Qu’en est-il en bref ?
Le ministère de la Justice souhaiterait que les divorces pour consentement mutuel ne soient plus prononcés par un juge mais que l’accord des conjoints soit simplement enregistré par un notaire pour un coût de 50 euros. En revanche, le recours aux avocats resterait obligatoire, de sorte que cette somme de 50 euros viendrait s’ajouter aux honoraires d’avocats et non s’y substituer.
Quel type de divorce serait concerné par cette mesure ?
Il s’agit du seul divorce par consentement mutuel, c’est-à-dire un divorce qui suppose un accord des conjoints tant sur le principe du divorce que sur ses conséquences (droit de visite et d’hébergement, prestation compensatoire, ...).
Il est vrai que ce type de divorce est, souvent, le plus simple, le plus rapide et le plus apaisé.
Pour autant, il n’en demeure pas moins qu’il implique un équilibre entre les droits des deux conjoints, sans oublier la préservation des intérêts des enfants, deux points dont le juge aux affaires familiales reste, à ce jour, le meilleur garant.
Précisons, pour être complet, que les candidats au divorce par consentement mutuel ne pourront prétendre à cette procédure si leurs enfants de plus de 15 ans souhaitent être entendus par un juge, cas de figure qui devrait rester assez confidentiel...
Qu’est-ce que cet amendement, s’il était voté, pourrait concrètement changer ?

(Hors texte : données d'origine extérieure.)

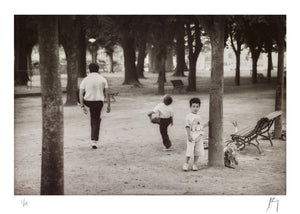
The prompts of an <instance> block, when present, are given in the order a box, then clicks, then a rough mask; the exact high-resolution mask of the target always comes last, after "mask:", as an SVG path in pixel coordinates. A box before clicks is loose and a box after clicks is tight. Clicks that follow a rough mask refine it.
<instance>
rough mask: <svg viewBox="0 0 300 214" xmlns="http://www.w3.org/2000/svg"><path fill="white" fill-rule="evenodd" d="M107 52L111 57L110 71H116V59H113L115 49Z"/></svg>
mask: <svg viewBox="0 0 300 214" xmlns="http://www.w3.org/2000/svg"><path fill="white" fill-rule="evenodd" d="M106 53H107V56H108V58H109V63H110V68H109V69H110V70H109V72H110V73H114V60H113V57H114V54H113V51H107V52H106Z"/></svg>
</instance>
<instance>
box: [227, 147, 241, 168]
mask: <svg viewBox="0 0 300 214" xmlns="http://www.w3.org/2000/svg"><path fill="white" fill-rule="evenodd" d="M237 151H238V149H237V146H236V145H235V144H234V143H229V144H228V145H227V146H226V147H225V148H224V165H225V166H226V167H229V168H232V169H235V166H237V165H238V164H239V163H238V161H237Z"/></svg>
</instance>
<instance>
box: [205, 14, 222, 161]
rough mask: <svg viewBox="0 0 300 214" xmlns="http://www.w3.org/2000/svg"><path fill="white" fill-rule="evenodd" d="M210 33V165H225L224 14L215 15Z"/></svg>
mask: <svg viewBox="0 0 300 214" xmlns="http://www.w3.org/2000/svg"><path fill="white" fill-rule="evenodd" d="M212 19H213V22H212V23H211V26H210V30H209V35H210V41H211V46H212V50H211V54H212V62H211V86H210V96H209V150H208V165H210V166H224V154H223V90H224V89H223V88H224V77H223V75H224V70H223V61H224V28H225V21H224V17H223V16H213V17H212Z"/></svg>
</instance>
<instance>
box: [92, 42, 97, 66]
mask: <svg viewBox="0 0 300 214" xmlns="http://www.w3.org/2000/svg"><path fill="white" fill-rule="evenodd" d="M91 50H92V63H97V58H98V45H96V44H92V45H91Z"/></svg>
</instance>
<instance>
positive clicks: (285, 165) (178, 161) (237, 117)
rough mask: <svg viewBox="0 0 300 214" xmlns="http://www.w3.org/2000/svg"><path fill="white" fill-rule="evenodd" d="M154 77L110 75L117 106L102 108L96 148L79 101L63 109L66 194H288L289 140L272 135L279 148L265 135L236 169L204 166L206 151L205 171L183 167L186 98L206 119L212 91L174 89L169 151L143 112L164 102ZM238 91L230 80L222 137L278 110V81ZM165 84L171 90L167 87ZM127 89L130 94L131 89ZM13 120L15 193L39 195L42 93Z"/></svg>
mask: <svg viewBox="0 0 300 214" xmlns="http://www.w3.org/2000/svg"><path fill="white" fill-rule="evenodd" d="M108 79H109V80H110V77H109V76H108ZM153 80H154V79H153V78H152V79H147V80H144V83H145V86H144V88H131V87H130V86H121V84H118V82H114V81H113V80H111V81H110V83H111V85H112V87H114V86H115V88H117V87H116V86H117V85H118V90H120V91H121V93H120V95H119V96H118V97H117V101H116V102H114V103H113V104H112V112H111V113H109V114H107V113H105V112H104V111H103V112H102V123H101V132H100V140H101V145H100V148H99V149H97V150H91V149H90V148H89V133H90V127H89V118H88V116H86V115H84V114H83V113H82V112H81V110H80V108H78V107H77V106H74V107H65V108H64V136H65V137H64V147H65V153H64V155H65V156H64V160H65V194H66V195H131V194H134V195H136V194H137V195H139V194H147V195H152V194H160V195H170V194H171V195H178V194H179V195H183V194H190V195H191V194H196V195H222V194H225V195H232V194H233V195H284V194H286V142H285V141H280V140H274V147H271V146H270V143H269V142H267V141H261V147H262V150H263V155H259V154H258V152H257V150H256V148H254V147H252V146H250V147H247V148H246V149H245V150H244V151H242V152H241V153H240V155H239V163H240V164H239V167H238V168H237V169H229V168H223V167H222V168H209V167H207V166H206V164H207V150H206V156H205V157H204V158H202V159H200V162H199V167H200V168H201V170H199V171H197V172H192V171H189V172H183V171H182V170H181V166H182V164H183V162H184V158H185V157H184V154H185V132H184V127H183V124H184V117H185V115H186V114H187V113H188V112H189V106H188V100H189V99H190V98H191V97H193V96H198V97H200V98H201V100H202V106H201V109H200V114H201V115H202V118H203V119H204V120H208V111H209V104H208V101H209V96H208V94H207V93H206V92H205V90H203V92H202V91H200V92H198V93H193V94H174V95H173V99H174V103H173V104H172V107H173V109H174V112H175V118H174V126H173V127H172V126H171V127H170V128H169V135H170V137H171V141H172V142H173V145H174V146H175V148H176V150H175V151H170V152H165V151H163V150H162V149H163V146H162V142H161V137H160V134H159V130H158V127H157V126H156V125H153V124H151V123H150V122H149V121H148V118H147V116H146V113H147V112H148V111H150V110H151V109H152V108H153V107H154V105H155V104H157V103H158V102H160V101H161V97H160V96H157V95H153V90H155V89H154V87H156V86H155V85H154V84H153V83H152V82H151V81H153ZM153 82H154V81H153ZM203 89H205V87H203ZM239 89H240V90H239V91H237V88H234V87H233V86H228V87H227V88H226V89H225V95H224V111H223V113H224V139H225V138H227V137H229V134H230V133H232V132H233V126H232V125H231V121H233V120H236V121H237V122H238V124H239V126H240V127H241V128H242V127H244V126H247V125H249V124H251V123H255V122H256V121H257V120H258V119H259V118H260V117H262V116H264V115H266V114H268V113H270V112H271V111H273V109H274V99H275V98H274V95H275V91H274V89H273V86H264V85H261V84H259V85H258V86H255V87H253V86H249V85H246V86H242V87H240V88H239ZM126 90H127V91H126ZM167 90H171V88H170V87H168V86H167ZM128 91H130V93H126V92H128ZM150 92H151V93H150ZM14 118H15V119H14V121H15V155H14V157H15V182H14V183H15V187H14V192H15V194H16V195H37V194H39V188H40V168H41V166H40V164H41V137H42V130H41V99H40V98H39V97H27V98H18V99H15V117H14ZM284 118H285V114H284ZM284 125H285V120H284ZM206 133H207V130H206Z"/></svg>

Avant cette mesure et donc en l’état actuel de la législation, les deux conjoints et leurs avocats (ou un seul avocat s’ils le souhaitent) se mettent d’accord sur les conséquences de leur divorce. Cet accord se traduit par une convention qui est ensuite soumise au juge aux affaires familiales.
Il est fréquent que le juge homologue cet accord des parties à travers le jugement de divorce. Il arrive, toutefois, que le juge, estimant l’intérêt des enfants ou de l’un des conjoints insuffisamment préservé, refuse cette homologation et demande aux époux et aux avocats de revoir leur copie.

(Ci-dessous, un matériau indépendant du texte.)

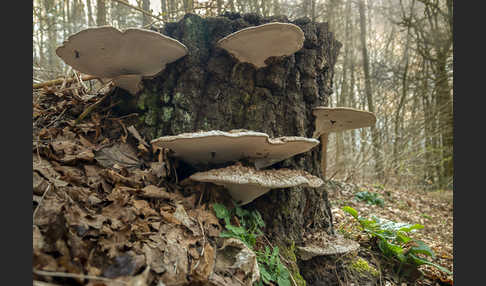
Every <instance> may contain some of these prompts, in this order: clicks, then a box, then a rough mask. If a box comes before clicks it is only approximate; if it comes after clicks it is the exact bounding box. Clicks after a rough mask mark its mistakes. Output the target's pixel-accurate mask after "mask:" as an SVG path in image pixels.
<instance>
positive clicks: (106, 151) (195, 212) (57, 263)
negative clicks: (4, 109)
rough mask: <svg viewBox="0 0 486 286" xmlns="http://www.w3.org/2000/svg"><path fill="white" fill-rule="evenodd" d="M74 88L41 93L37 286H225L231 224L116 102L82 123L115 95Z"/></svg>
mask: <svg viewBox="0 0 486 286" xmlns="http://www.w3.org/2000/svg"><path fill="white" fill-rule="evenodd" d="M71 91H72V88H71V89H69V91H66V90H56V89H55V88H49V89H45V90H43V91H42V92H39V91H36V92H39V94H37V96H36V97H35V103H34V114H33V121H34V123H33V138H34V140H33V147H32V158H33V215H34V225H33V271H34V281H35V282H34V283H37V284H38V285H41V284H42V283H44V284H50V285H97V286H100V285H140V286H142V285H182V284H187V283H202V284H204V283H209V282H208V281H209V279H210V276H211V277H212V279H216V280H218V277H219V276H218V275H220V274H218V273H216V272H215V262H216V253H217V249H218V247H217V241H218V240H219V238H218V236H219V232H220V231H221V229H222V227H221V225H220V224H219V221H218V219H217V218H216V216H215V215H214V213H213V212H212V211H211V208H210V203H209V202H208V201H207V200H203V201H200V200H199V198H200V196H197V194H196V193H195V192H193V191H188V190H185V188H184V187H180V186H179V187H175V186H176V185H175V184H174V183H173V182H171V180H172V179H171V178H170V177H168V176H167V173H168V171H167V167H168V163H167V162H164V161H160V159H159V158H158V156H155V155H153V154H152V153H153V151H152V150H151V146H149V145H148V144H147V143H146V141H145V139H144V138H143V137H142V136H141V135H140V134H139V133H138V131H137V130H136V129H135V127H133V126H130V127H129V128H125V125H126V124H124V123H123V120H122V119H117V118H112V116H111V113H110V111H109V108H106V107H107V106H110V102H109V100H105V102H103V103H102V104H100V105H98V106H97V108H95V109H93V110H91V112H90V114H87V115H86V116H85V117H84V119H83V120H81V121H80V122H79V123H78V124H76V120H77V119H78V118H79V116H80V115H81V113H82V112H83V111H84V110H86V108H88V106H90V105H92V104H93V102H96V101H97V100H99V99H100V98H102V97H103V96H105V95H106V94H102V93H100V94H97V95H96V96H92V97H90V98H88V99H87V100H85V101H79V100H78V99H77V98H76V97H73V96H72V94H71V93H72V92H71ZM127 130H128V131H127ZM147 158H148V159H149V160H147ZM221 275H223V276H224V274H221ZM220 278H221V277H220ZM221 279H223V278H221ZM224 279H228V278H224ZM229 280H230V281H233V280H232V278H229Z"/></svg>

Demain, peut-être, le recours au juge sera supprimé. Après l’accord des parties, signé par ces dernières et contresigné par leurs avocats respectifs, l’accord sera adressé à un notaire qui procèdera à son enregistrement avant de l’archiver au rang de ses minutes.
La différence majeure est donc l’intervention du notaire qui « évince » le juge avec un rôle qui, en l’état, paraît très limité.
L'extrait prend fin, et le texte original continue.